А уж какой там орленок! Сапоги растоптаны, штаны свисают мотней, пиджак сидит наперекосяк, складки щек вожжами стягивают лицо.

В лодке (выбираем рыбу из бригадных сетей) Юра- рыбак рассказывает:

— Вася-то мать сильно жалел. Мать у него умерла в войну, жалел ее и сам едва не кончился от жалости.

Юра-рыбак приподымает завесу над главной загадкой Васи Горбуна. Был статный паренек Вася, красавец на всю деревню: «С радости-веселья хмелем кудри вьются!» Но война пришла, обернулась она для далекой таежной деревни голодом и непосильным бабьим трудом. Не то от надсады, не то от болезни какой умерла Васина мать (они тогда не здесь; на Чикое жили), а была это поздняя осень, ворота зимы. Вася жалел мать, плакал: солнце, земля и небо даны человеку для радости, а смерть рука об руку с дурью ходят, горе-беда! Мороз сильный в ту ночь ударил, бабы обряжали мать, а Вася упал на земляной пол завозни — рыдал, плакал.

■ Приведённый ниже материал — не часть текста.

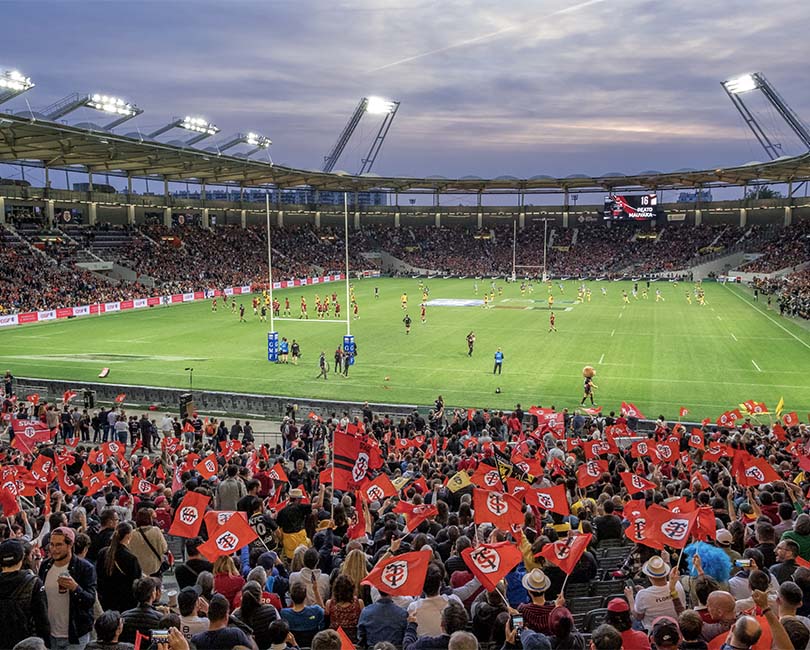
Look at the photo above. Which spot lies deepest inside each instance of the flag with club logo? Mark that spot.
(142, 486)
(757, 471)
(491, 562)
(233, 535)
(487, 477)
(552, 499)
(415, 514)
(635, 483)
(278, 473)
(790, 419)
(565, 553)
(496, 508)
(669, 528)
(401, 575)
(458, 481)
(378, 489)
(629, 410)
(590, 472)
(188, 517)
(208, 466)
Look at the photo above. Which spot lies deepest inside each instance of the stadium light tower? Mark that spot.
(13, 83)
(737, 87)
(199, 125)
(258, 142)
(120, 108)
(373, 106)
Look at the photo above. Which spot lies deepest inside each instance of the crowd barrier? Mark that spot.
(8, 320)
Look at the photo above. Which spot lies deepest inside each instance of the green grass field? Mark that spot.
(658, 355)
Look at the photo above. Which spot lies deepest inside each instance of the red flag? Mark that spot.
(378, 489)
(189, 515)
(669, 528)
(142, 486)
(491, 562)
(790, 419)
(696, 439)
(401, 575)
(278, 473)
(640, 448)
(208, 466)
(552, 499)
(629, 410)
(635, 483)
(565, 553)
(590, 472)
(757, 472)
(345, 642)
(497, 508)
(415, 515)
(487, 477)
(228, 538)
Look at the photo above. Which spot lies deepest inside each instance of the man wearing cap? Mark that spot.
(291, 522)
(70, 589)
(537, 613)
(656, 600)
(25, 589)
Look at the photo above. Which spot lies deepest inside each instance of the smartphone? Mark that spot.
(160, 636)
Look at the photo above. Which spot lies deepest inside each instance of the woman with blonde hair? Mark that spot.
(356, 567)
(227, 580)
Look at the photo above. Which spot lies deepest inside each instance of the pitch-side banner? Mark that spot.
(8, 320)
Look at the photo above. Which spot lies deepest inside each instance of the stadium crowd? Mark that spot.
(458, 530)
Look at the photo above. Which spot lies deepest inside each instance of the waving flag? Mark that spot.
(590, 472)
(208, 466)
(552, 499)
(565, 553)
(669, 528)
(233, 535)
(188, 517)
(496, 508)
(635, 483)
(378, 489)
(491, 562)
(401, 575)
(629, 410)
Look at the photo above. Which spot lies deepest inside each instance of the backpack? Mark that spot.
(16, 610)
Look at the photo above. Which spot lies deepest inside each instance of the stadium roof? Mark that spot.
(59, 145)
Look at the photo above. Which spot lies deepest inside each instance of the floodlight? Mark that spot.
(13, 83)
(198, 125)
(742, 84)
(379, 106)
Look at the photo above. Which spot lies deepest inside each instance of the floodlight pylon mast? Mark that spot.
(371, 156)
(736, 88)
(331, 159)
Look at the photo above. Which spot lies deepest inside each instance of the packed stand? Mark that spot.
(456, 531)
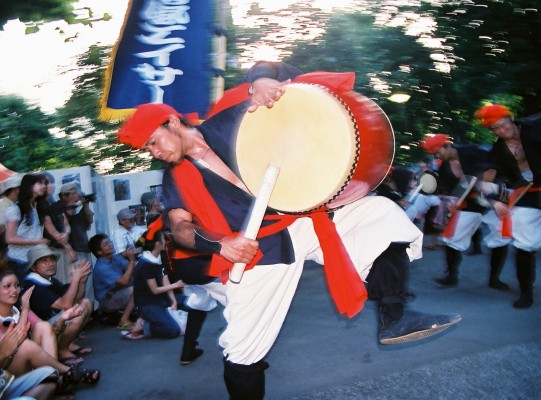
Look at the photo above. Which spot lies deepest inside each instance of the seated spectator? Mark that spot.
(152, 292)
(9, 190)
(20, 356)
(41, 332)
(40, 383)
(50, 298)
(73, 209)
(127, 233)
(65, 254)
(113, 279)
(152, 205)
(25, 222)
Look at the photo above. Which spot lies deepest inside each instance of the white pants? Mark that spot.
(468, 222)
(526, 226)
(257, 306)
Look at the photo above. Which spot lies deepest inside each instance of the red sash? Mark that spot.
(507, 223)
(345, 284)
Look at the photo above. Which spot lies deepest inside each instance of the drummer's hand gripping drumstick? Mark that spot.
(256, 216)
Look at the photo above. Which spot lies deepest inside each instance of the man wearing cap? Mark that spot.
(113, 278)
(206, 204)
(516, 161)
(459, 164)
(9, 190)
(153, 206)
(126, 234)
(73, 209)
(50, 296)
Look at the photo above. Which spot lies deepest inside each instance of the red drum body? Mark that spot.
(331, 149)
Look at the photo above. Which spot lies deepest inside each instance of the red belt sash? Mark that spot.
(507, 223)
(345, 284)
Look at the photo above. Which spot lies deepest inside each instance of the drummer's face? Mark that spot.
(443, 153)
(166, 144)
(505, 128)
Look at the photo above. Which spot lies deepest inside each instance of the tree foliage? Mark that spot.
(78, 118)
(487, 51)
(26, 143)
(36, 12)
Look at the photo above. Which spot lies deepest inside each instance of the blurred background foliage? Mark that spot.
(449, 57)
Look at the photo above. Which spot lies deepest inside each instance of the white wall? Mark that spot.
(113, 192)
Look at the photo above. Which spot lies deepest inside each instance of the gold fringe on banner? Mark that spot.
(110, 114)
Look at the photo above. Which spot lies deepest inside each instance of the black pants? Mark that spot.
(387, 281)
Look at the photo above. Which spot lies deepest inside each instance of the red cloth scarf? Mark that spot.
(345, 285)
(506, 228)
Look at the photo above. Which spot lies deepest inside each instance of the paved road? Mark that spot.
(494, 353)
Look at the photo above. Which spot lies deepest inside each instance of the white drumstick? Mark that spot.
(415, 192)
(256, 216)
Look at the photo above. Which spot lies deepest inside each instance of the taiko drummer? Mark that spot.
(368, 242)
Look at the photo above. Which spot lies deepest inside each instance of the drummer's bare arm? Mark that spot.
(235, 248)
(265, 92)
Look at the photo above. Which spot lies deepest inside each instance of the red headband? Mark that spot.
(433, 143)
(489, 115)
(153, 227)
(142, 124)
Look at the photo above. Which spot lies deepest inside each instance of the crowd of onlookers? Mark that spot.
(54, 279)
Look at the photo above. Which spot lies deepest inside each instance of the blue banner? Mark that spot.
(163, 55)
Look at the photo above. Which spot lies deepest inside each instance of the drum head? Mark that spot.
(311, 136)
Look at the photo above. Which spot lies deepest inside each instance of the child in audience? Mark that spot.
(153, 293)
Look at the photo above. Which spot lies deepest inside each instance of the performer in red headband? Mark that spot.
(516, 170)
(206, 203)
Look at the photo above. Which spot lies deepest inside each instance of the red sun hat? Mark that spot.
(431, 144)
(489, 115)
(146, 119)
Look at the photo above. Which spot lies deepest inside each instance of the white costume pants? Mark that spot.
(257, 306)
(468, 222)
(526, 226)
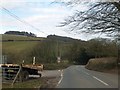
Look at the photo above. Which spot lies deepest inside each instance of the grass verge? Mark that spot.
(36, 83)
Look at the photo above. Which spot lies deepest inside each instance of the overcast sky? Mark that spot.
(42, 14)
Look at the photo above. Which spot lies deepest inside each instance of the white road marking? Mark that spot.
(100, 81)
(60, 80)
(86, 73)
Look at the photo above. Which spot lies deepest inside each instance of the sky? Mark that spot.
(43, 17)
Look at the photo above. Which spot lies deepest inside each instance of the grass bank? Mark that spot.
(33, 83)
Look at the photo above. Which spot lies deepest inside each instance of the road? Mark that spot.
(78, 77)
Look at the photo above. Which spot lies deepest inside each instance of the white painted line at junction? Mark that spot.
(61, 77)
(86, 73)
(100, 81)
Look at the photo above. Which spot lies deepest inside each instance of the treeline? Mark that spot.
(76, 51)
(23, 33)
(73, 51)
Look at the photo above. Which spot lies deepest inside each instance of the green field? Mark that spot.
(17, 50)
(19, 37)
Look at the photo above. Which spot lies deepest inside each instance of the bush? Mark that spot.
(101, 64)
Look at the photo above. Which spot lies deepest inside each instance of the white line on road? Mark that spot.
(86, 73)
(61, 78)
(100, 81)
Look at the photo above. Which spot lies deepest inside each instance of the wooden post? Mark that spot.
(17, 74)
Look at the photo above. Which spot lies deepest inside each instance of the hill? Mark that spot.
(8, 37)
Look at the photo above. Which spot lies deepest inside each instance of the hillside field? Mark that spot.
(18, 50)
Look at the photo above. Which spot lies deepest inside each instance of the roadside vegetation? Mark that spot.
(32, 83)
(46, 51)
(103, 64)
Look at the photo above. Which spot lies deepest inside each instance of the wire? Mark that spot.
(16, 17)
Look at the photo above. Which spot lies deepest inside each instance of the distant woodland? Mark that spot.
(23, 33)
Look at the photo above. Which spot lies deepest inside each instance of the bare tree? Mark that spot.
(101, 17)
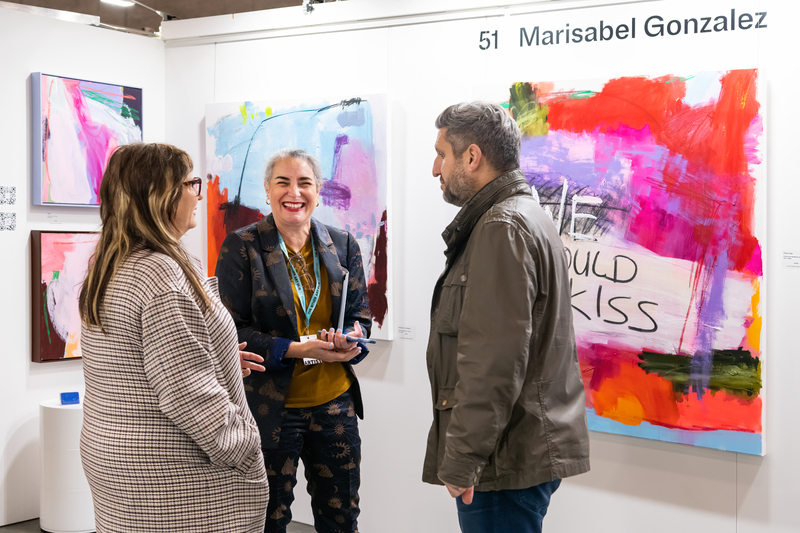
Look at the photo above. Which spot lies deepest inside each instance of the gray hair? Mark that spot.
(487, 125)
(293, 153)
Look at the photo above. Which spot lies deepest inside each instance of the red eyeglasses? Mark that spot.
(196, 184)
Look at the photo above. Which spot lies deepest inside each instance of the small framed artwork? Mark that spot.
(77, 124)
(59, 263)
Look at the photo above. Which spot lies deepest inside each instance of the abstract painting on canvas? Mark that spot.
(59, 263)
(348, 136)
(657, 185)
(77, 124)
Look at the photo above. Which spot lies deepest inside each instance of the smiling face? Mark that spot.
(186, 214)
(456, 186)
(292, 193)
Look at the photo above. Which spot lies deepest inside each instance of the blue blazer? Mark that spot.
(255, 286)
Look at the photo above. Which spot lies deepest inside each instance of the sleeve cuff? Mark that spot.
(279, 348)
(460, 474)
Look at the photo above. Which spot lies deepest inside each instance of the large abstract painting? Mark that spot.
(657, 185)
(348, 137)
(59, 264)
(77, 124)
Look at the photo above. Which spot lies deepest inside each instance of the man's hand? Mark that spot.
(455, 492)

Он, видимо, плакал всю ночь, а к утру уснул на мерзлой земле, весь заледенел грудью. Здоровье у Васи, видимо, было немалое, остуду легкие выдержали, а вот ребра в боку стали с той поры гнить, врач их вырезал, а потом Васю придавило недетской работой, и стал он горбатым. Будто бы послали его на лесную работу — таскать бревна, и там он надломил себе позвоночник, хотя сам Вася Горбун это начисто отрицает: не было никаких бревен! Никто его, больного, не посылал силком на лесные работы.